5 hemophilia facts you might not know

Hemophilia is a disease in which the blood does not clot properly. It is rare and typically hereditary, often leading to spontaneous or excessive bleeding, especially following injuries or surgery, and internal bleeding can be a major risk factor. Below, we’re exploring a few hemophilia facts many people may not know.

5 facts about hemophilia

  1. Hemophilia A vs. B: Hemophilia A and hemophilia B are the two most common types of hemophilia. In both cases, there is a deficiency in the protein needed for blood clotting — hemophilia A is caused by a lack of clotting factor VIII and hemophilia B is caused by a lack of clotting factor IX. The severity of hemophilia varies depending on the percentage of factor levels within a person’s blood, and hemophilia A is about four times as common as hemophilia B.

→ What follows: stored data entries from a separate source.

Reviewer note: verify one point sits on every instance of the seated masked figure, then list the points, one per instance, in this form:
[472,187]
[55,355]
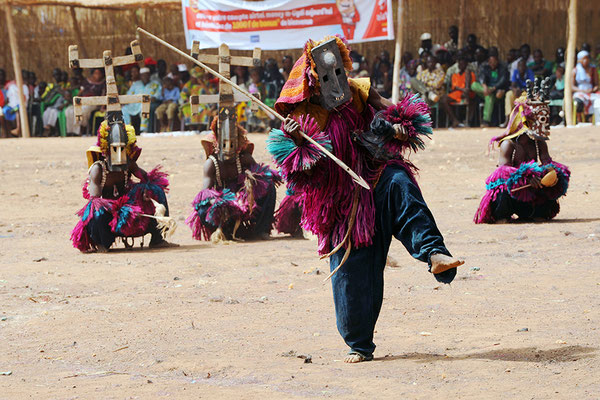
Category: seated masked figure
[527,182]
[117,205]
[237,200]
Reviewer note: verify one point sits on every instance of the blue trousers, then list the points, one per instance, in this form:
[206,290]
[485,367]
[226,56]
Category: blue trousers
[358,285]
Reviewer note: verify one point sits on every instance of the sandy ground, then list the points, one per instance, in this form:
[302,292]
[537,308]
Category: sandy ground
[237,321]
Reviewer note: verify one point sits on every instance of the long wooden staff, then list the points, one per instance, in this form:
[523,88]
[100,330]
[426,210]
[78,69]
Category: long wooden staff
[265,107]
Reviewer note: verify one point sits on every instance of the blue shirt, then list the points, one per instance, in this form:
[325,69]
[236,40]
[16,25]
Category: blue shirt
[172,95]
[521,82]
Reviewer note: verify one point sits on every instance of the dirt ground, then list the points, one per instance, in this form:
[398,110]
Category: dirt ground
[239,320]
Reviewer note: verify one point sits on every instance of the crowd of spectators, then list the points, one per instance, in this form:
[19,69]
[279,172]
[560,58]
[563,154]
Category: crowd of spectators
[51,112]
[446,76]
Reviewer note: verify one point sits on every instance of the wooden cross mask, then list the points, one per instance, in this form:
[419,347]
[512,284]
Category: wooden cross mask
[112,100]
[226,97]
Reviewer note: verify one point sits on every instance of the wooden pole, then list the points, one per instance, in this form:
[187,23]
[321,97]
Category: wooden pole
[12,38]
[397,56]
[571,42]
[78,32]
[461,24]
[358,179]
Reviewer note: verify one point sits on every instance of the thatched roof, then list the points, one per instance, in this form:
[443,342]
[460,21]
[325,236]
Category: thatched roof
[102,4]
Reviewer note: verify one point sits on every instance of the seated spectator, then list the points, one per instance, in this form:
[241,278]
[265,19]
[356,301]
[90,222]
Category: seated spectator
[471,47]
[54,104]
[585,46]
[557,92]
[460,91]
[540,66]
[454,69]
[524,54]
[585,86]
[559,58]
[518,83]
[195,85]
[384,56]
[175,75]
[383,82]
[491,85]
[558,84]
[481,56]
[143,86]
[407,74]
[452,45]
[257,121]
[161,71]
[511,56]
[273,82]
[426,43]
[429,82]
[169,106]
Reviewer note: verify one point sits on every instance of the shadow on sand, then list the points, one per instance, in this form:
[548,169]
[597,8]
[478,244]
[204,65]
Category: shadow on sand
[526,354]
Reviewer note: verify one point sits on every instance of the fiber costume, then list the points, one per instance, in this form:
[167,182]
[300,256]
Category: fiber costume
[120,211]
[359,223]
[508,188]
[242,206]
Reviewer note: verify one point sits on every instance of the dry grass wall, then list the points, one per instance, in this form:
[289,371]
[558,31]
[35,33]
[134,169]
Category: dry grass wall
[44,32]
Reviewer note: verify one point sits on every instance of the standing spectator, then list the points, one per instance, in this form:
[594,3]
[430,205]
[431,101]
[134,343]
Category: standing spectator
[143,86]
[460,91]
[429,82]
[491,86]
[407,74]
[287,63]
[452,45]
[540,66]
[585,86]
[168,107]
[518,81]
[10,110]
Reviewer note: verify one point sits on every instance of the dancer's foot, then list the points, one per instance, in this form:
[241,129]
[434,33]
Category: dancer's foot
[355,357]
[441,263]
[163,244]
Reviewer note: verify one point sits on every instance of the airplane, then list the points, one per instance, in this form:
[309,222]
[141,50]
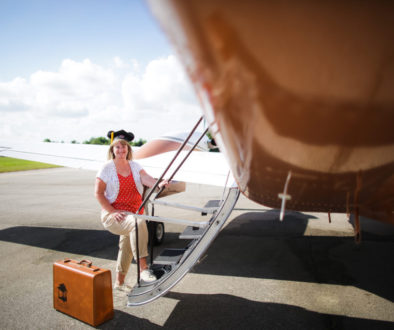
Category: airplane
[299,98]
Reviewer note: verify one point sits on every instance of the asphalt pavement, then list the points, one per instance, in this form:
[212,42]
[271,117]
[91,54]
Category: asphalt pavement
[259,273]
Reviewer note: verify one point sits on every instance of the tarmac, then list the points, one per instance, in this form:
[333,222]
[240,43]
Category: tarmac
[259,273]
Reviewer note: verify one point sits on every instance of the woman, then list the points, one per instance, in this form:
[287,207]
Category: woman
[119,188]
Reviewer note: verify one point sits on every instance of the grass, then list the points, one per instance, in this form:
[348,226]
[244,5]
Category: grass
[8,164]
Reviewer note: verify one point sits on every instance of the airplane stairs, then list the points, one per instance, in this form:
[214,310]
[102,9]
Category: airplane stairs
[173,264]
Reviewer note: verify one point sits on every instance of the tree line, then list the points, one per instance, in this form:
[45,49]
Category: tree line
[101,140]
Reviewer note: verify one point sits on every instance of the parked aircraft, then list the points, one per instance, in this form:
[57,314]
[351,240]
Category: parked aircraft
[299,98]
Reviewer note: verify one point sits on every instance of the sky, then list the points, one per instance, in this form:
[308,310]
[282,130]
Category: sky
[75,69]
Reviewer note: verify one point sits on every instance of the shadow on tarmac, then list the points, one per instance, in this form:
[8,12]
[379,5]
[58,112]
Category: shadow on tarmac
[255,244]
[220,311]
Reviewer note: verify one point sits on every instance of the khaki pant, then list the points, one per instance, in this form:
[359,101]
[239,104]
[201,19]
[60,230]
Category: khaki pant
[127,244]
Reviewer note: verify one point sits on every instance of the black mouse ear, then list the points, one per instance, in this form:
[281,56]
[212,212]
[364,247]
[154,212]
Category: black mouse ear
[109,134]
[131,136]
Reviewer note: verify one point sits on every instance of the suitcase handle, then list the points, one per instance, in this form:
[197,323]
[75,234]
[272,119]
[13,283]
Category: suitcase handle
[88,262]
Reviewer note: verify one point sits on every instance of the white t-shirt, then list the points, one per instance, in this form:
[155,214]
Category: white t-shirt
[108,175]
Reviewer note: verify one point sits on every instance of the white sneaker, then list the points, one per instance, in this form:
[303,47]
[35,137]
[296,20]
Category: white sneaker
[147,276]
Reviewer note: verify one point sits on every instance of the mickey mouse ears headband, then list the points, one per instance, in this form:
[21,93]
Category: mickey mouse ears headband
[120,135]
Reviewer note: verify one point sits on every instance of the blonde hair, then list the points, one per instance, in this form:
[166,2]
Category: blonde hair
[111,154]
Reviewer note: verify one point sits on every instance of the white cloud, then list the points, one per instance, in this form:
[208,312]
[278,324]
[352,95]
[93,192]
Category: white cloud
[83,99]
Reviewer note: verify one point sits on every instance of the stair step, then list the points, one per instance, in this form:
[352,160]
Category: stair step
[191,232]
[213,203]
[169,257]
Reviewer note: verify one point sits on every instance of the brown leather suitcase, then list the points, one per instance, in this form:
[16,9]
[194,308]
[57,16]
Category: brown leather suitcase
[83,291]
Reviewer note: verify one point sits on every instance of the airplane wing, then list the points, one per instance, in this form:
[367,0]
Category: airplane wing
[201,167]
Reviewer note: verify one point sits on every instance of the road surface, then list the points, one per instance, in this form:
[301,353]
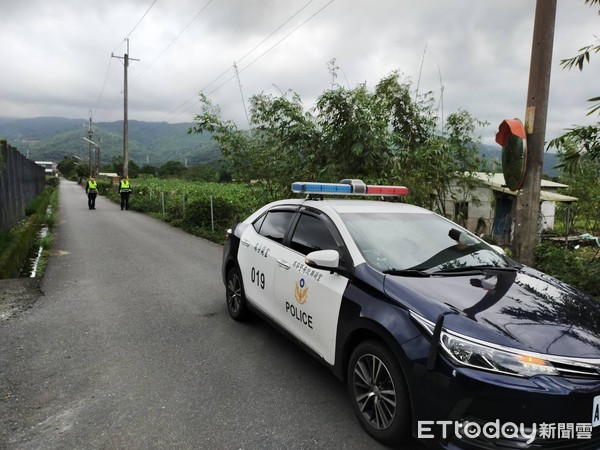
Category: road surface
[131,347]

  2. Rates of hemophilia: Hemophilia is inherited via the X chromosome, making it far more likely to impact males than females. Hemophilia occurs in about 1 of every 5,000 male births, and about half of those affected have a severe form. Approximately 400,000 people are living with hemophilia worldwide, with roughly 20,000 of those living with it in the United States. Hemophilia affects people from all racial and ethnic groups.
  3. Treatments for hemophilia: There is no known cure for hemophilia, but treatments are advancing thanks to continued medical research. A common treatment plan for hemophilia involves replacement therapy, where doctors inject clotting factor VIII or IX into a patient’s veins to increase the levels. Depending on the severity, some people will have to have this therapy regularly to prevent bleeding. 

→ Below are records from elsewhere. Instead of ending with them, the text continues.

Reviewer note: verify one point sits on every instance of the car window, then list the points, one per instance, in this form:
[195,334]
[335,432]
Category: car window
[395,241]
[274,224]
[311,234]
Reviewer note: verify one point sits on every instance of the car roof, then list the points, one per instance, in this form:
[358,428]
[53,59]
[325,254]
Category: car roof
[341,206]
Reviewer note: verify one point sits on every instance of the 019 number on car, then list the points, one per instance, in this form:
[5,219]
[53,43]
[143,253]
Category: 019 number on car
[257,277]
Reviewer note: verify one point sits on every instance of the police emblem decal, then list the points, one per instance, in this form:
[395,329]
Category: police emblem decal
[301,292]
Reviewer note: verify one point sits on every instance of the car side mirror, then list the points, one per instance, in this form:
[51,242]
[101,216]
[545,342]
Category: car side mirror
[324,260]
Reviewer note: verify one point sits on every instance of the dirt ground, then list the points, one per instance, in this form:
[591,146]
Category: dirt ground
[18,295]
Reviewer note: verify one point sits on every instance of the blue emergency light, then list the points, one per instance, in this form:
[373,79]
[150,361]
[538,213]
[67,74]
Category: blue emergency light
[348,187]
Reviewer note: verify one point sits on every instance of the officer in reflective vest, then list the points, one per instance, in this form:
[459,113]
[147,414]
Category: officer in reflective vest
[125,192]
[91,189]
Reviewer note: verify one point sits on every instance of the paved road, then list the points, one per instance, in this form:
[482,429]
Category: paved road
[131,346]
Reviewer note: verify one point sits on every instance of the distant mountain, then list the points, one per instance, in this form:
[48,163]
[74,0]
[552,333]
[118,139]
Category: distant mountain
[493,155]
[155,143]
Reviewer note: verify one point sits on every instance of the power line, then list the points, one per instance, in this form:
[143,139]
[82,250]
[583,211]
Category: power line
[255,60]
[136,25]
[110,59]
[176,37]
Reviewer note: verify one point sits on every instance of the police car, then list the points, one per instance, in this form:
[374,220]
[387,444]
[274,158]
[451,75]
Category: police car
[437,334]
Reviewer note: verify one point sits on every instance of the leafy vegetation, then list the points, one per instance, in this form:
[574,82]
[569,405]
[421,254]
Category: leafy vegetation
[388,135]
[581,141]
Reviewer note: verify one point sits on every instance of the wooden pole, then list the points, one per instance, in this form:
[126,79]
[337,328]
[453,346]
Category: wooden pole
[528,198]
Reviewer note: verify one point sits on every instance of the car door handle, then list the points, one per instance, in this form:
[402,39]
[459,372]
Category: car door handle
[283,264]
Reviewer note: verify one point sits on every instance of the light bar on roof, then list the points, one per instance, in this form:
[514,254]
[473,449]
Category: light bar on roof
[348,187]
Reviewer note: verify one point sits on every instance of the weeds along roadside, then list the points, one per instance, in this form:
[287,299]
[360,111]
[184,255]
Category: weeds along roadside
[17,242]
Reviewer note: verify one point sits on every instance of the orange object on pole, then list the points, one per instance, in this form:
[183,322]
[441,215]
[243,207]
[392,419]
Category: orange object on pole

  4. Hemophilia symptoms: The symptoms of hemophilia vary from person to person, but they typically include: 
    • bleeding into the joints (this can cause swelling, pain, and tightness; it often affects the knees, elbows, and ankles)

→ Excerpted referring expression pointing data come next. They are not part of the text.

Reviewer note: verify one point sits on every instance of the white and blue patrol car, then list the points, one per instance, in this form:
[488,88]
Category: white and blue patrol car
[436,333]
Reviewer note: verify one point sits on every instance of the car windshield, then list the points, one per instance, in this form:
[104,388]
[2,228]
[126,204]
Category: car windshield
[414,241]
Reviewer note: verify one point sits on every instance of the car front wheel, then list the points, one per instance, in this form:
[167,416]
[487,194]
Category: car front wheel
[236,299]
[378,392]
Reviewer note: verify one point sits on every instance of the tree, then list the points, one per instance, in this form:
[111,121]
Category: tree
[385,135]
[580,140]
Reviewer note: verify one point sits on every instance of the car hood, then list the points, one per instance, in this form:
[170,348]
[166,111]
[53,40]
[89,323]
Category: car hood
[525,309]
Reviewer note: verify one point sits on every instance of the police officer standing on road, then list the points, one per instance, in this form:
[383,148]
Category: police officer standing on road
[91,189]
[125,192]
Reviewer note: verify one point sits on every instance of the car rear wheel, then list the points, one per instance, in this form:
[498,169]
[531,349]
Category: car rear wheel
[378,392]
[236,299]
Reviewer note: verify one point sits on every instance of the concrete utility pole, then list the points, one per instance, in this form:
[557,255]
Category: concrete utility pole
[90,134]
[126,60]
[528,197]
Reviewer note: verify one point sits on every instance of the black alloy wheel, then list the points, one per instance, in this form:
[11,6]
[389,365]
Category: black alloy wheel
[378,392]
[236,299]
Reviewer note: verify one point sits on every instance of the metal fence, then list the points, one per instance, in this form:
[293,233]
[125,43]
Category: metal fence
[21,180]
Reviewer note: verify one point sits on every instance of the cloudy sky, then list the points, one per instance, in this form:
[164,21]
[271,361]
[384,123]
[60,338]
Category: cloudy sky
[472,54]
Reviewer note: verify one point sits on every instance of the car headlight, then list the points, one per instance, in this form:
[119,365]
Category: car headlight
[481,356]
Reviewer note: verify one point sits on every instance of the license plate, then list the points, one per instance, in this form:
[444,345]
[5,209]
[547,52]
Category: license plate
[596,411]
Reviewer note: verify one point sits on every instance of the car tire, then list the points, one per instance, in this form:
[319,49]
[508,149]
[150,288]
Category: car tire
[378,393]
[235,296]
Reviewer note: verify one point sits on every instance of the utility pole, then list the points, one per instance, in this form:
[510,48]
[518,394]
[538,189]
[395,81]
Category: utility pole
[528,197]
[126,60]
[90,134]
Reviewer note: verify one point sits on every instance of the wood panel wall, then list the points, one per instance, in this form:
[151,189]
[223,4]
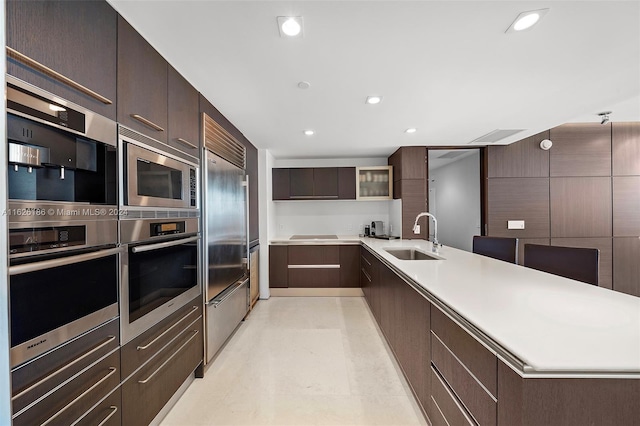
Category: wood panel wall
[583,192]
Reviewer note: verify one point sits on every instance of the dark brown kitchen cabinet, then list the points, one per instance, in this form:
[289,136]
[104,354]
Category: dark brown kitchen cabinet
[349,266]
[404,317]
[369,280]
[318,182]
[142,84]
[278,266]
[346,183]
[301,183]
[55,386]
[314,266]
[468,369]
[314,183]
[280,184]
[157,363]
[410,184]
[77,39]
[251,166]
[183,110]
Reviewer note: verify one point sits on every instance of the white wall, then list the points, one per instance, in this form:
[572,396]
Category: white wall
[457,201]
[342,217]
[5,383]
[266,221]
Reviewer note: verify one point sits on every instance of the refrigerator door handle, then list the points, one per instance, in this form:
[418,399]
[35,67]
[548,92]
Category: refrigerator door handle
[246,205]
[228,294]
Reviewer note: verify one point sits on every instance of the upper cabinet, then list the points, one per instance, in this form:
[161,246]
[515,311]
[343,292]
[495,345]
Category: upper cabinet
[67,48]
[375,183]
[183,114]
[314,183]
[142,84]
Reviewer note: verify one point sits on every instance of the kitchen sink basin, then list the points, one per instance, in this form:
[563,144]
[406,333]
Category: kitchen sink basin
[411,254]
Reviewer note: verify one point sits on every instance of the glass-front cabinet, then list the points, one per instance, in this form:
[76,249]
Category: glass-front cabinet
[374,183]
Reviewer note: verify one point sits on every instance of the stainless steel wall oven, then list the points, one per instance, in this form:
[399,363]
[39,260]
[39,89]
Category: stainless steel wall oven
[160,271]
[56,297]
[156,175]
[160,231]
[62,217]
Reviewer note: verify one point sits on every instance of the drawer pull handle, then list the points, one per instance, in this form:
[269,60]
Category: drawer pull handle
[112,371]
[186,143]
[60,370]
[12,53]
[146,122]
[142,348]
[145,381]
[366,275]
[114,410]
[317,197]
[322,266]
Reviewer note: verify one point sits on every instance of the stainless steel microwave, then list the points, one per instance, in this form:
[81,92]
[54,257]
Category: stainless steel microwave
[153,179]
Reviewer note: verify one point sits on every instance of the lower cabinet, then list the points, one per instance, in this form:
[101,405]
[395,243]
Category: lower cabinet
[403,314]
[460,381]
[314,266]
[160,360]
[68,385]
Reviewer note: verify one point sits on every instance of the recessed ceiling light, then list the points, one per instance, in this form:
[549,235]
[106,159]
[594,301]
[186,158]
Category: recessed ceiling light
[290,26]
[56,108]
[526,20]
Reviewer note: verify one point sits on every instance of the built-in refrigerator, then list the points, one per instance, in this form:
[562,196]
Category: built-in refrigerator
[226,248]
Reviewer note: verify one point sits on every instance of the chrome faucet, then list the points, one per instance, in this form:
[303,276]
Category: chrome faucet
[416,230]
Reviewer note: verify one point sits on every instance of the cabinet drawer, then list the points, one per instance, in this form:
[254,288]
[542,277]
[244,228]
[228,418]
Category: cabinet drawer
[314,255]
[150,388]
[476,399]
[314,277]
[480,361]
[107,413]
[73,398]
[445,407]
[34,379]
[144,347]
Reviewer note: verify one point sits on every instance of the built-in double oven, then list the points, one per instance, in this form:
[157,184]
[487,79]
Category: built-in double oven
[62,215]
[159,232]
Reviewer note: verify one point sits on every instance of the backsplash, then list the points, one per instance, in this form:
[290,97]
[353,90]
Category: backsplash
[328,217]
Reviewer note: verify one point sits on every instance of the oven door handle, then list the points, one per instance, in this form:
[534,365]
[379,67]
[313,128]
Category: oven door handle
[54,263]
[149,247]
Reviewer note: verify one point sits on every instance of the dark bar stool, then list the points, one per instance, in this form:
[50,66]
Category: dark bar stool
[580,264]
[500,248]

    • bleeding into the skin or muscle and soft tissue causing a build-up of blood in the area
    • bleeding of the mouth and gums
    • bleeding after having shots
    • blood in the urine or stool
    • frequent and hard-to-stop nosebleeds
  5. How hemophilia is diagnosed: Since hemophilia is typically genetic, many people who are living with the disorder or have relatives with a history of hemophilia will have male children tested shortly after birth. However, it is important to note that approximately one-third of babies who are diagnosed with hemophilia have no other family members with the disorder. A hemophilia diagnosis requires screening tests and clotting factor tests, which check if the blood is clotting properly and whether the hemophilia is mild, moderate, or severe.